Contrary to non-homogenous initial thermal conditions, a thermal pulse impacts homogenous thermal initial conditions similarly. That means synchronizing the fiber's chemical energy production simultaneously and among thermally stimulated compartments. This thermal synchronization has been recognized as a valuable tool, for example, to pace embryonic hearts [7].
4. Conclusion
The thermal excitability of muscle tissue is essential for monitoring the thermoregulatory function and highlighting the thermosensitive function throughout the body. Under fatigue conditions, where there is an ATP deficit, restoring ATP levels could be a good coupling between a biochemical reaction, i.e., glycolysis, and a thermal gradient. Glycolytic oscillations have been reported under stressing energetic conditions, and thermal gradients can be induced externally.

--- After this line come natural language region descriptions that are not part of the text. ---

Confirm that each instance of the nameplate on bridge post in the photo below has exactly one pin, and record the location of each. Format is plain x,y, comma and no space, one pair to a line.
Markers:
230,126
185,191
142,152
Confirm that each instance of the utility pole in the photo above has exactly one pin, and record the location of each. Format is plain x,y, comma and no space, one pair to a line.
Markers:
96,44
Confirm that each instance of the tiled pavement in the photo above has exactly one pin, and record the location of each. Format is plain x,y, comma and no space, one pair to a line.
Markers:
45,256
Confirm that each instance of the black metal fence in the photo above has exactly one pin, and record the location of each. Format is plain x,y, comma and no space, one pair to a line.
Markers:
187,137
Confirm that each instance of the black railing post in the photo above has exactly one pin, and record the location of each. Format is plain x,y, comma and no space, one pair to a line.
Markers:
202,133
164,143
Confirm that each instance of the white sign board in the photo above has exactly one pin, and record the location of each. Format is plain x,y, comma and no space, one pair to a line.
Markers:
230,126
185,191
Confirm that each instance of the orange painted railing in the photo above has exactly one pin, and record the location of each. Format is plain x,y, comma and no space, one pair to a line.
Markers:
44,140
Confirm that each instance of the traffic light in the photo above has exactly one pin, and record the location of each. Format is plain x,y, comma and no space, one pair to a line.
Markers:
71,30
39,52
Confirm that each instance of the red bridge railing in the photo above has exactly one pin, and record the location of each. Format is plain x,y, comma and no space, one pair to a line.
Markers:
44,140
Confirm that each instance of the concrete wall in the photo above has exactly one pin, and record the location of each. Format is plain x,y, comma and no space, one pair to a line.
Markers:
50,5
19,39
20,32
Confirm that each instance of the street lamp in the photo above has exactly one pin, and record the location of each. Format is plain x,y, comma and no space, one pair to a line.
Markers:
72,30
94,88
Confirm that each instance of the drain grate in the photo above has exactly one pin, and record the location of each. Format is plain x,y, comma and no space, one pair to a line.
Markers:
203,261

The 1-D ideal fiber governed by Sal’nikov's modified model shows a chemical-thermokinetic coupling. Their response to different scenarios can be studied by varying three parameters (see Table 2): The slope of the initial thermal gradient (comparable to the internal angle developed naturally in a muscle fiber as a result of intense mechanical work); thermal Pulse applying time (external thermal stimulation to the thread); and pulse amplitude. Numerical simulations deliver a collection of 2D plots by combining these parameters. To understand the information quantitatively, we introduce a configuration entropy analysis where a 2D plot is associated with a single H* number, between 0 and 1. 0 means a homogeneous image (no black pixels, no thermal oscillations) and a highly heterogeneous image (black pixels due to thermal oscillations). The initial thermal conditions following a linear profile along the fiber lead to thermal and chemical oscillations (according to the natural coupling implicit in the Sal'nikov modified model for each compartment). Moreover, applying a thermal pulse could develop further chemical changes in the Z species associated with ATP, which could be a workaround to sustain muscle energetics in stressful conditions during short periods.